Caught in a seemingly perpetual need for increased funding, The Holley-Navarre Fire board spent much of the year debating rate hikes. In February, the board did approve raising fire protection fees 3.8 percent based on the state’s average personal income growth from 2005-2009. That increase was expected to add about $43,000 to the department’s budget for 2010-2011, enough to hire a part-time fire safety inspector. Commissioners spent several more months considering whether to ask voters to approve a 26-percent increase, but finally decided the still-sluggish economy and the added financial impact caused by the Deepwater Horizon oil spill would make it difficult to win such a referendum. Voters last approved an increase in 2006.
Santa Rosa County has conducted fire safety inspections for the Holley-Navarre Fire District since 2001, but has scaled back its operations because of budget cuts. County officials told the district’s Board of Fire Commissioners in 2009 it would have to make other arrangements for conducting the state-required inspections. At its July meeting, the fire board approved spending about $15,000 in the budget year beginning Oct. 1 to pay a fire inspector $10-12 per hour to work 24 hours per week. The job is expected to grow as the economy improves and building activity increases.
Navarre relies heavily on its pristine beaches and crystal clear emerald waters for more than economic reasons; natural beauty helps define the community and its residents. Three issues related to protecting that water quality merited headlines this year. Santa Rosa County created special zoning to protect the well field that provides water for the Fairpoint Regional Utility System — which in turn provides water to Gulf Breeze, Holley-Navarre, Midway and East Milton systems — more than half the county’s population.
However, the county opposed two efforts to protect water quality; State Senate Bill 550 to require regular septic tank inspections at the owners’ expense and the U.S. Environmental Protection Agency plans to implement controversial numeric nutrient content standards for nitrogen and phosphorous.
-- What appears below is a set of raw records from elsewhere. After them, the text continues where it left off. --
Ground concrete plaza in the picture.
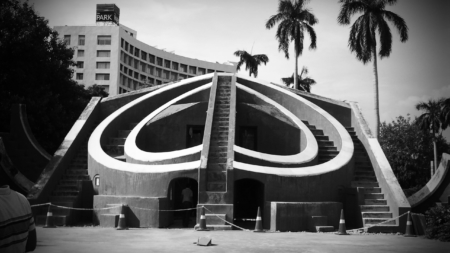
[35,227,450,253]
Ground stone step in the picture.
[361,212,392,219]
[360,205,389,212]
[209,151,228,158]
[208,162,227,171]
[206,170,227,183]
[205,214,227,226]
[117,130,131,138]
[52,190,80,197]
[355,170,375,177]
[363,218,396,227]
[315,135,329,141]
[206,224,233,231]
[206,182,227,192]
[208,157,227,163]
[351,181,380,188]
[316,226,335,233]
[358,187,381,193]
[364,199,387,206]
[364,193,384,199]
[355,176,378,182]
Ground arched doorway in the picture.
[167,177,198,228]
[234,178,264,226]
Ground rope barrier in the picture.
[205,207,251,231]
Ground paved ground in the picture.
[35,227,450,253]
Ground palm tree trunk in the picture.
[373,45,380,138]
[294,49,300,90]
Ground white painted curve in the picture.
[233,82,319,164]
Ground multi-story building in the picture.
[54,24,236,95]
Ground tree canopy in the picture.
[0,0,99,154]
[234,50,269,77]
[378,116,450,189]
[266,0,319,89]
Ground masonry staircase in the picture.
[36,126,95,226]
[103,123,138,162]
[346,127,397,232]
[302,120,339,164]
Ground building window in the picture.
[97,50,111,57]
[148,54,155,64]
[97,62,110,69]
[189,66,197,75]
[64,35,70,46]
[78,35,84,46]
[172,62,178,70]
[95,74,109,80]
[97,35,111,45]
[164,60,170,69]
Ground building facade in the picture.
[54,25,236,96]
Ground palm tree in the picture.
[416,99,444,171]
[338,0,408,138]
[266,0,319,89]
[281,67,316,92]
[441,98,450,130]
[234,50,269,77]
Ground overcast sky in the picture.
[30,0,450,139]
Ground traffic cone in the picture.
[404,211,416,237]
[44,203,56,228]
[336,209,348,235]
[117,204,128,230]
[253,206,265,233]
[197,206,209,231]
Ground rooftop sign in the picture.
[95,4,120,25]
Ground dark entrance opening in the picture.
[167,177,198,228]
[186,125,205,148]
[234,179,264,229]
[239,126,258,151]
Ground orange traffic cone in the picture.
[336,209,348,235]
[44,203,56,228]
[117,204,128,230]
[405,211,416,237]
[197,206,209,231]
[253,206,265,232]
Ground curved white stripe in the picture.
[124,82,212,162]
[88,73,214,173]
[233,82,319,164]
[233,75,354,177]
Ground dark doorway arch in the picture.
[234,178,264,221]
[167,177,198,228]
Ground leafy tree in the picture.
[234,50,269,77]
[0,0,89,154]
[441,98,450,130]
[266,0,319,89]
[378,116,450,190]
[281,67,316,92]
[338,0,408,138]
[416,99,444,170]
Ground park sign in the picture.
[95,4,120,25]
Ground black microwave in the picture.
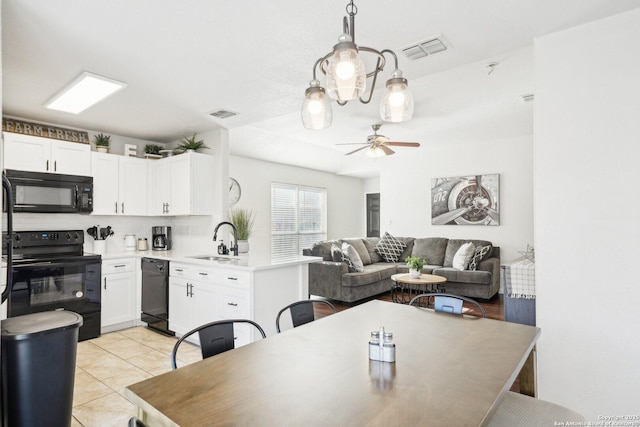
[5,169,93,213]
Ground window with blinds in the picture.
[271,183,327,261]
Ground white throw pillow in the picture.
[342,242,364,273]
[451,242,476,270]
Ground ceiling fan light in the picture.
[367,147,385,159]
[301,80,333,129]
[327,38,367,102]
[380,70,413,123]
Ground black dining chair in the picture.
[171,319,267,369]
[409,293,487,318]
[276,299,337,333]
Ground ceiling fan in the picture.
[336,124,420,157]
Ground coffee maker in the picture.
[151,225,171,251]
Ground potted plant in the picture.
[93,133,111,153]
[176,133,209,153]
[407,256,426,278]
[229,208,254,252]
[144,144,162,159]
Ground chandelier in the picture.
[302,0,413,129]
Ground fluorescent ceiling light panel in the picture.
[45,71,127,114]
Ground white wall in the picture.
[534,9,640,425]
[380,137,533,262]
[380,48,533,262]
[229,156,364,253]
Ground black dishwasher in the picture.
[140,258,175,335]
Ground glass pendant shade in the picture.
[301,80,333,129]
[327,39,367,102]
[367,147,385,158]
[380,70,413,123]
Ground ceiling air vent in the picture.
[402,37,447,61]
[209,110,238,119]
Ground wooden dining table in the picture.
[125,300,540,427]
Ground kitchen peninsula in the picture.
[102,251,321,346]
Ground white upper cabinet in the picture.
[91,152,149,215]
[4,132,91,176]
[149,153,214,216]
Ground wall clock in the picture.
[229,177,242,207]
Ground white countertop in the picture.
[93,250,322,270]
Critics say SB 550, which likely will be repealed or amended by the Legislature this spring, unfairly forces owners whose septic tanks have shown no evidence of leaking to spend several hundred dollars every five years for the inspections. Replacing a defective septic system could cost as much as $15,000, according to some opponents. The bill, as approved last year, also puts responsibility for certifying tanks as acceptable with septic tank companies that could profit from repairing or replacing systems.
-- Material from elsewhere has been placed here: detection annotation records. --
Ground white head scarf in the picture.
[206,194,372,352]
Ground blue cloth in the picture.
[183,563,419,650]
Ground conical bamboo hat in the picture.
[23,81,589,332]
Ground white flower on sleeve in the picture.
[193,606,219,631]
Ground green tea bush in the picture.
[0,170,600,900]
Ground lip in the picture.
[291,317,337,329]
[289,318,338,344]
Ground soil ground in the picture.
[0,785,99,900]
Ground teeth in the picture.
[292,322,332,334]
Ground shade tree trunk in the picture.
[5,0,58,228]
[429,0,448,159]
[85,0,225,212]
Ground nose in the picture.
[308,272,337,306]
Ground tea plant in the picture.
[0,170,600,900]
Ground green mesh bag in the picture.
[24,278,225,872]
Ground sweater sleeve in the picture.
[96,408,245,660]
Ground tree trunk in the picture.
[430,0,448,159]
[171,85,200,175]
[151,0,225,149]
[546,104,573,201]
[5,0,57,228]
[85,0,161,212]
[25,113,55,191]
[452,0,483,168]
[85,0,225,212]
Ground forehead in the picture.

In response to a federal lawsuit, the EPA ordered the Florida Department of Environmental Protection to implement and enforce new minimum standards for nitrogen and phosphorous. The state and several utility companies have filed new federal lawsuits to stop the EPA plan. Critics say the new standards are based on flawed science, failing to consider the individual nature of each water body, and would cost billions, perhaps more than a trillion, of dollars to upgrade facilities with technology capable of meeting the new standards.